29. I agree with the IC that the Tribunal does not have the power under section 166 to quash and direct reconsideration of the decision by the IC or to consider the reasonableness and fairness of the IC’s decision. These are matters for the Administrative Court on a judicial review application. The Tribunal also cannot, under section 166, substitute its own view for that of the IC. The Tribunal’s powers are limited to ordering the IC to progress its handling of the Applicant’s complaint.

30. Nor does the Tribunal have the power to compel compliance under section

166. Orders for compliance need to be sought through civil action.

31. I do not consider that the fact that the Applicant made his application on the wrong form is material, because the Tribunal must exercise its powers in accordance with the overriding objective, including avoiding unnecessary formality and seeking flexibility in the proceedings.

32. The outcome sought by the Applicant is also, in effect, challenging the substantive outcome of the complaint to the IC, because it envisages a different outcome to the one provided. The Tribunal does not have power under section 166 to consider the merits or substantive outcome of a complaint. Section 166 is limited to narrow procedural issues and there is no further procedural failing in respect of which the Tribunal can make a decision.   In an application under section 166, the Tribunal has no power to direct the IC to investigate, in a particular way or at all, to take enforcement action to secure compliance with a request or determine whether or not there has been a breach of the UK GDPR. The extent of the IC’s investigation is entirely in his discretion. Accordingly, I find that the Tribunal does not have the power to grant the outcomes sought.

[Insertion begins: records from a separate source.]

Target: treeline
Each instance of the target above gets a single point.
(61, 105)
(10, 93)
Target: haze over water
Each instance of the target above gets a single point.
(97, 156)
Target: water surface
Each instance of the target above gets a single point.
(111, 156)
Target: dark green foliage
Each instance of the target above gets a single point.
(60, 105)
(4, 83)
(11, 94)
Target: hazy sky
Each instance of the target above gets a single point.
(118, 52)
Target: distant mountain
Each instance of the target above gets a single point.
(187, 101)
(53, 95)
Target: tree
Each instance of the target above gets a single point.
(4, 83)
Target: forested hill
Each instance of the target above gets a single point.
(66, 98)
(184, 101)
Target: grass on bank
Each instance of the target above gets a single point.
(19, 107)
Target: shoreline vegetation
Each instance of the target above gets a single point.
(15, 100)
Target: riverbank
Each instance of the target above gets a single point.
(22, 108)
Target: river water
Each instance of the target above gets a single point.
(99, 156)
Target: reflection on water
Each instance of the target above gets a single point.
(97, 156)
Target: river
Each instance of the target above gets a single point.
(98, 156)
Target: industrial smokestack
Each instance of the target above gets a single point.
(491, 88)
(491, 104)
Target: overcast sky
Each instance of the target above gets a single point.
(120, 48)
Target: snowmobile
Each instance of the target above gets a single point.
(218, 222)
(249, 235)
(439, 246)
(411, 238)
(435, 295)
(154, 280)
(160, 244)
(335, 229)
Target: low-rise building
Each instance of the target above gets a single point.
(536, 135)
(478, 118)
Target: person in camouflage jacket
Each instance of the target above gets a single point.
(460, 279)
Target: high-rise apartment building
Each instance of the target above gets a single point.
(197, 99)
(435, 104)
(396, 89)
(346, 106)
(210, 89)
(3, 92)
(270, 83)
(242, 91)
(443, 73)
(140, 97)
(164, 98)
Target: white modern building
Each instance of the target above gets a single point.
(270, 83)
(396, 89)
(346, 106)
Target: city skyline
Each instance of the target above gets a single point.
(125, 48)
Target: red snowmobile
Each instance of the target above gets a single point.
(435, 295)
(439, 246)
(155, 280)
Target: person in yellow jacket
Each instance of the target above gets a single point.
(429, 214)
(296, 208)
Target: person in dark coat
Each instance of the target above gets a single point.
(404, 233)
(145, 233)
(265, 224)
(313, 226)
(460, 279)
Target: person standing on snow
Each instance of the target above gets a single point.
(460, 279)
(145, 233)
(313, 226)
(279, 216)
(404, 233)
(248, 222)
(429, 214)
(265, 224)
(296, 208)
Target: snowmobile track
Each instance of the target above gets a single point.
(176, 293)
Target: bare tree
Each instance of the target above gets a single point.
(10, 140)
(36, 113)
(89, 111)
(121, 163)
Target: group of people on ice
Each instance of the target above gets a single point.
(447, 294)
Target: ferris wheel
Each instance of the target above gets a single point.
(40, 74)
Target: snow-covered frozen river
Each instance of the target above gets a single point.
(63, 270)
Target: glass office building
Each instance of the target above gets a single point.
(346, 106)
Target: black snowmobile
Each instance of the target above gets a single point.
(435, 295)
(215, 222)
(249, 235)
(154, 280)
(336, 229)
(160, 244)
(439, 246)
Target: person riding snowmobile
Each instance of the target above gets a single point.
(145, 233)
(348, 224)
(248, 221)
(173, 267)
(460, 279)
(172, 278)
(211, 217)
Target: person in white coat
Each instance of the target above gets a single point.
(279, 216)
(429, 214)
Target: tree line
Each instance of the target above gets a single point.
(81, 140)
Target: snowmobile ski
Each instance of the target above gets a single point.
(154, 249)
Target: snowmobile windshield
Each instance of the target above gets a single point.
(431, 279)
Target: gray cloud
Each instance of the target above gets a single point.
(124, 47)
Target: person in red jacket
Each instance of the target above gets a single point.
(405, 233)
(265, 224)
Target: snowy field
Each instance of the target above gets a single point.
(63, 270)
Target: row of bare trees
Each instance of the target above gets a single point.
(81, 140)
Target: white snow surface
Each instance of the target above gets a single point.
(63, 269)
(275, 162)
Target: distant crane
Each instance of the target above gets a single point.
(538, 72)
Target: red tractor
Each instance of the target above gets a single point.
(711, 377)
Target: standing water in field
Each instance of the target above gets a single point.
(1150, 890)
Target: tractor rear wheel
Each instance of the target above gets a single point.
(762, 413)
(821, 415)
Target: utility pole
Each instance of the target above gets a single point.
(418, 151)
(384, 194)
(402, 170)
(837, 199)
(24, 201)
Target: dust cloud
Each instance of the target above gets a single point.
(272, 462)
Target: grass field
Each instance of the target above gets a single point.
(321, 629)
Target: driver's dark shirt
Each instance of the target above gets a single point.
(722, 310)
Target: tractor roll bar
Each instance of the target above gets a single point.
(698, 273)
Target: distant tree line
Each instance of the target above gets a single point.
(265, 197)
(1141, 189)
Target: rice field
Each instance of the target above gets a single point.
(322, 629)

33. Because I consider that there was an outcome determining the complaint and that there were no further appropriate steps which should be taken, I find the complaint has already been determined and therefore the Tribunal has no jurisdiction over it.  I am also satisfied that there is no reasonable prospect of the case, or any part of it, succeeding because the outcome sought by the Applicant is not something which is within the Tribunal’s power to grant.

34. The proceedings are therefore struck out under Rule 8(2)(a) because the Tribunal does not have jurisdiction to deal with them and under Rule 8(3)(a) because there is no reasonable prospect of them succeeding.